Co-payments are due at the time of service for office visits including any follow up office visit(s). Co-pays are a
contract between you and your insurance company, therefore, MY DR NOW is unable to waive them. Based on
standard insurance and clinic guidelines, all payments, co-pays, and outstanding balances are due at the time
of service. MY DR NOW accepts all major insurance plans; additional forms of payments include Cash, Debit Cards, MasterCard, Visa, Discover and
American Express. As a service to you, MY DR NOW will process an insurance claim on your behalf. Not all insurance plans cover all services. In the
event your insurance plan determines a service is not a covered benefit, you will be responsible for the entire charge. Payment for past due patient
balances will be collected prior to obtaining additional services. To ensure all billing and financial matters are handled appropriately, MY DR NOW
engages a third party agency to review and process all refund requests and therefore cannot issue refunds in the facility under any circumstances.
For all self pay patients, payment is due in full at the time of service. This includes payment for any ancillary services including labs, x-rays,
immunizations, injections or procedures. At any time, if you choose to be seen as a self-pay patient, MY DR NOW will not be able to bill your insurance
carrier for the cost of the office visit. The self-pay fees are only available for self-pay patients who pay in full at the time of service.
If the injury is not approved, your insurance cannot be billed and the services will be your responsibility.
I have read and understand MY DR NOW’s patient policies, and I agree to be bound by its terms. I also understand and agree that such terms may be
amended by the practice from time to time. I understand that I am responsible for all charges regardless of insurance coverage.
I agree to pay my account with MY DR NOW in accordance with the standard rates and payment terms of this office. I understand that I have provided
all information including accurate and complete insurance information. If I do not provide all necessary information, it is my understanding I will be
responsible for all charges incurred for any and all visits at MY DR NOW.
I understand that a monthly late fee of $10 will be assessed for all patient balances over 30 days old. If it is deemed necessary, in the sole
discretion of this office, to take collection action as a result of nonpayment, I understand that any collection expenses incurred, including late fees,
attorney’s fees and contingency collection fees are my responsibility.
This notice describes how health information about you may be used and disclosed and how you can get access to
this information. Please review this notice carefully.
We understand that health information about you and your health care is personal. We create a record of the care and services you receive from MY DR NOW and are committed
to protecting health information about you. We are required by law to 1) Make sure health information that identifies you is kept private; 2) Give you this notice of our privacy
practices, and 3) Follow the terms of the notice that is currently in effect.
The following categories describe the different ways in which we may use and disclose your protected health information (PHI).

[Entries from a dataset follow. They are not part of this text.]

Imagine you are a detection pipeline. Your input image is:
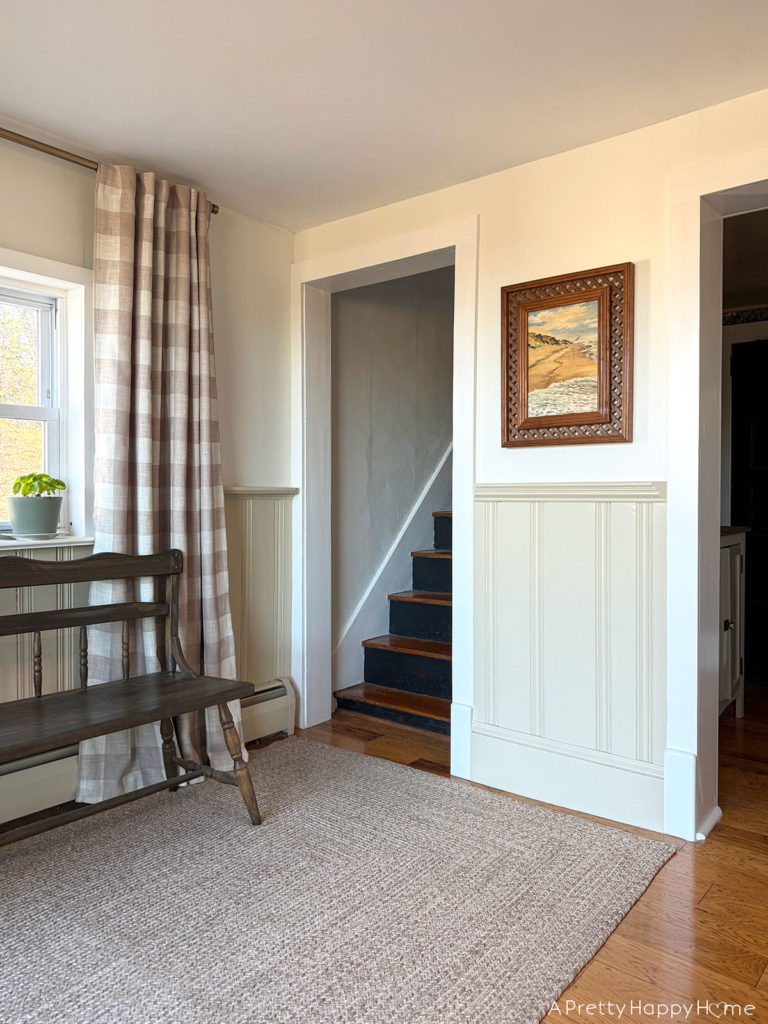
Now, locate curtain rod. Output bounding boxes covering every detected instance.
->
[0,128,219,213]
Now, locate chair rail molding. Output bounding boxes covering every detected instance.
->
[475,480,667,502]
[472,481,667,830]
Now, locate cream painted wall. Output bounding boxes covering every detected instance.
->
[296,91,768,493]
[0,141,293,485]
[331,267,454,647]
[210,207,294,486]
[296,91,768,839]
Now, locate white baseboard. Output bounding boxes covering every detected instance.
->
[471,731,664,831]
[332,444,453,690]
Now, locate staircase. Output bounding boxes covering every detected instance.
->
[335,512,453,735]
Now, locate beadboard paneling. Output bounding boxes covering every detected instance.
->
[473,482,667,831]
[224,487,297,684]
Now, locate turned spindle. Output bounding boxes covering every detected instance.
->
[80,626,88,688]
[121,620,130,679]
[32,630,43,697]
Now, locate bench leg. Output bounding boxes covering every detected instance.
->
[160,718,178,790]
[218,703,261,825]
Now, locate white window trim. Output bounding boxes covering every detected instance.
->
[0,281,59,532]
[0,248,94,536]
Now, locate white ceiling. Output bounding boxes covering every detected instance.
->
[0,0,768,229]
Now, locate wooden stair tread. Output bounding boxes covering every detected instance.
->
[335,683,451,722]
[388,590,454,605]
[0,672,254,764]
[362,633,451,662]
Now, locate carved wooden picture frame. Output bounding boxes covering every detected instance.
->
[502,263,635,447]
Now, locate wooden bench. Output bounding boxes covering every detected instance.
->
[0,551,261,845]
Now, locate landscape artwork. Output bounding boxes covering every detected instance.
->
[501,263,635,447]
[527,299,599,417]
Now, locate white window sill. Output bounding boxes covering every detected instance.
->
[0,534,93,555]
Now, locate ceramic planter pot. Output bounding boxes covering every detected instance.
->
[8,495,63,539]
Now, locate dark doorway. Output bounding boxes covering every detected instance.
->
[731,340,768,684]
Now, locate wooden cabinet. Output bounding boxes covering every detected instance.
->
[720,527,746,718]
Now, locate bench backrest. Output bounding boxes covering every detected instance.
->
[0,549,188,696]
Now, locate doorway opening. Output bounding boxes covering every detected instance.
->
[719,210,768,782]
[331,266,454,745]
[291,217,477,778]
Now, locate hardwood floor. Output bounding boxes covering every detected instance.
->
[290,687,768,1024]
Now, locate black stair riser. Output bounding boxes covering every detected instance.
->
[434,515,454,551]
[389,601,451,643]
[362,647,451,700]
[414,555,453,594]
[336,696,451,736]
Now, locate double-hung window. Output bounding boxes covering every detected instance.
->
[0,287,61,529]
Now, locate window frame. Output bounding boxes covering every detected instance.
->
[0,283,60,532]
[0,248,94,543]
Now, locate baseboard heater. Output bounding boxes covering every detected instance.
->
[0,676,296,823]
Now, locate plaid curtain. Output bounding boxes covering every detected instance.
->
[78,164,240,803]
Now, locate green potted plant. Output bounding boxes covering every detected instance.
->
[8,473,67,539]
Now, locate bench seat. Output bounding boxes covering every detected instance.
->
[0,672,254,764]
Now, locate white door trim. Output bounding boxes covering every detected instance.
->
[665,148,768,840]
[291,217,478,777]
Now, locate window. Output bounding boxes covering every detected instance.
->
[0,288,60,528]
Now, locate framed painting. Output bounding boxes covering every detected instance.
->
[502,263,635,447]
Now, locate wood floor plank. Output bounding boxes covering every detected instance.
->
[296,687,768,1011]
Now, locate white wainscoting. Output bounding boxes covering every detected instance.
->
[224,487,298,741]
[471,482,667,830]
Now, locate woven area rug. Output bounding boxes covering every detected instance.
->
[0,739,674,1024]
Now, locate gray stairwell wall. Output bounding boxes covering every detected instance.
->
[332,267,454,686]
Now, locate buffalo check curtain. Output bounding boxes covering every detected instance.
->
[78,164,240,803]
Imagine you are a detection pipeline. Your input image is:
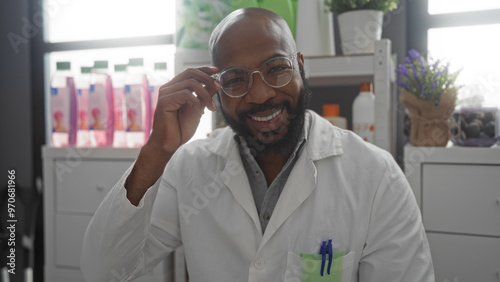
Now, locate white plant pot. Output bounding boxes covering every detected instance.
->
[295,0,335,56]
[338,10,384,55]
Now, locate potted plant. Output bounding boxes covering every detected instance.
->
[396,50,459,146]
[325,0,398,55]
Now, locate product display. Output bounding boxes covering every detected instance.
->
[75,67,92,147]
[323,104,347,129]
[148,62,170,124]
[111,64,127,147]
[50,62,77,147]
[352,82,375,143]
[125,58,151,148]
[89,61,114,147]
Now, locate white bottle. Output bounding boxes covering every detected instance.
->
[111,64,127,147]
[352,82,375,143]
[148,62,171,124]
[50,62,77,147]
[323,104,347,129]
[75,67,92,147]
[125,58,151,148]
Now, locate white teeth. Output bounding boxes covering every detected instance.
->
[250,110,283,121]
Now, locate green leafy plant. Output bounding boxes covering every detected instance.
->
[325,0,398,14]
[396,49,460,106]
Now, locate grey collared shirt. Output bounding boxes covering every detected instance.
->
[235,113,310,233]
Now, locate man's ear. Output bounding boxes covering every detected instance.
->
[297,52,304,69]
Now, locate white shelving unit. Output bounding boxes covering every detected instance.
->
[304,39,396,155]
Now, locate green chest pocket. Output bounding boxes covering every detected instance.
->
[284,252,354,282]
[300,252,345,282]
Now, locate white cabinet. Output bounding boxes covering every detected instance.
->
[42,147,183,282]
[404,145,500,282]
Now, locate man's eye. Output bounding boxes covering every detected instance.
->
[268,65,291,73]
[223,77,245,86]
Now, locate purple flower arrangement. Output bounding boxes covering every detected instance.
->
[396,49,460,106]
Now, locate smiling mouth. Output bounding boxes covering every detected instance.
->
[250,108,283,122]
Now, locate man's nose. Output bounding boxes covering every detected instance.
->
[245,71,276,104]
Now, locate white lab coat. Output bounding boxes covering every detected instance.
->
[81,112,434,282]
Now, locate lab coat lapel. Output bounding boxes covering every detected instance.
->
[258,111,344,252]
[222,142,262,234]
[258,152,316,252]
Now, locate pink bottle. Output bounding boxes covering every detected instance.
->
[50,62,77,147]
[89,61,114,147]
[125,58,151,148]
[149,62,170,127]
[111,65,127,147]
[75,67,92,147]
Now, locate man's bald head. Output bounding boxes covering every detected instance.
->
[209,8,296,65]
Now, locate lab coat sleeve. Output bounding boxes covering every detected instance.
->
[81,165,180,282]
[359,158,435,282]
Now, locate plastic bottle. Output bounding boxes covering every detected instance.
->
[50,62,77,147]
[89,61,114,147]
[352,82,375,143]
[323,104,347,129]
[111,64,127,147]
[75,67,92,147]
[125,58,151,148]
[148,62,170,124]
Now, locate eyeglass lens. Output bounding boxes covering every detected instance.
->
[220,57,293,96]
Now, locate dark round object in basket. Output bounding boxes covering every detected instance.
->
[462,113,478,123]
[472,119,483,131]
[483,112,495,124]
[483,121,495,138]
[479,131,490,139]
[450,126,460,136]
[458,117,467,131]
[465,122,481,138]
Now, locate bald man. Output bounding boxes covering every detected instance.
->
[81,8,434,282]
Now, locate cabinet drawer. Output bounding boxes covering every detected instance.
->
[422,164,500,236]
[54,214,92,268]
[54,160,133,214]
[427,233,500,282]
[54,214,174,282]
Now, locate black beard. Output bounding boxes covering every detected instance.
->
[218,64,312,156]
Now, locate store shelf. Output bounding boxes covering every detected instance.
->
[304,39,396,155]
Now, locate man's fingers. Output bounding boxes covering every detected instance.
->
[159,78,218,111]
[165,67,219,89]
[156,89,203,116]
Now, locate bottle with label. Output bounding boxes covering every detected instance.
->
[89,61,114,147]
[75,67,92,147]
[50,62,77,147]
[323,104,347,129]
[148,62,170,124]
[125,58,151,148]
[352,82,375,143]
[111,64,127,147]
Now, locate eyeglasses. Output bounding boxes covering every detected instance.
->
[212,52,297,98]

We may use and disclose your PHI without your written permission when we are required to do so by federal, state, or local law, such as for law enforcement purposes,
suspected abuse or neglect reporting, health oversights or audits, funeral arrangements, organ donation, public health purposes, or in an emergency.
We will obtain your written authorization for uses and disclosures that are not identified by this notice or permitted by applicable law. Any authorization you provide to us
regarding the use and disclosure of your PHI may be revoked at any time in writing. After you revoke your authorization, we will no longer use or disclose your PHI for the reasons
described in the authorization. Please note, we are required to retain records of your care.
You have the following rights regarding the PHI that we maintain about you:
If you believe your privacy rights have been violated, you may file a complaint with our Officer Manager.
Minors and certain disabled adults are entitled to the privacy protection for their health information. Because by law, they cannot make health care decisions for themselves,
a parent or guardian can make medical decisions on their behalf. Therefore parents or guardians can authorize the use and release of PHI and also hold all rights listed in this
notice. Under certain situations defined by law, minors can make independent healthcare decisions without parent or guardian knowledge or consent. In those situations, the
minor may hold all rights listed in this notice. If the minor chooses to inform the parent or guardian, then all privacy rights regarding PHI may transfer to the parent or guardian.
There are also certain situations where access, use or release of a minor’s PHI may occur without the consent of the parent or guardian, i.e. when the health or safety of the minor
is in danger and PHI is necessary to protect the minor.
We reserve the right to revise or amend this Notice of Privacy Practices. Any revision or amendment to this notice will be effective for all of your records that we have
created or maintained in the past, and for any we may create or maintain in the future. Our practice will post a copy of our current Notice in our offices in a visible
location, and you may request a copy of our most current Notice at any time.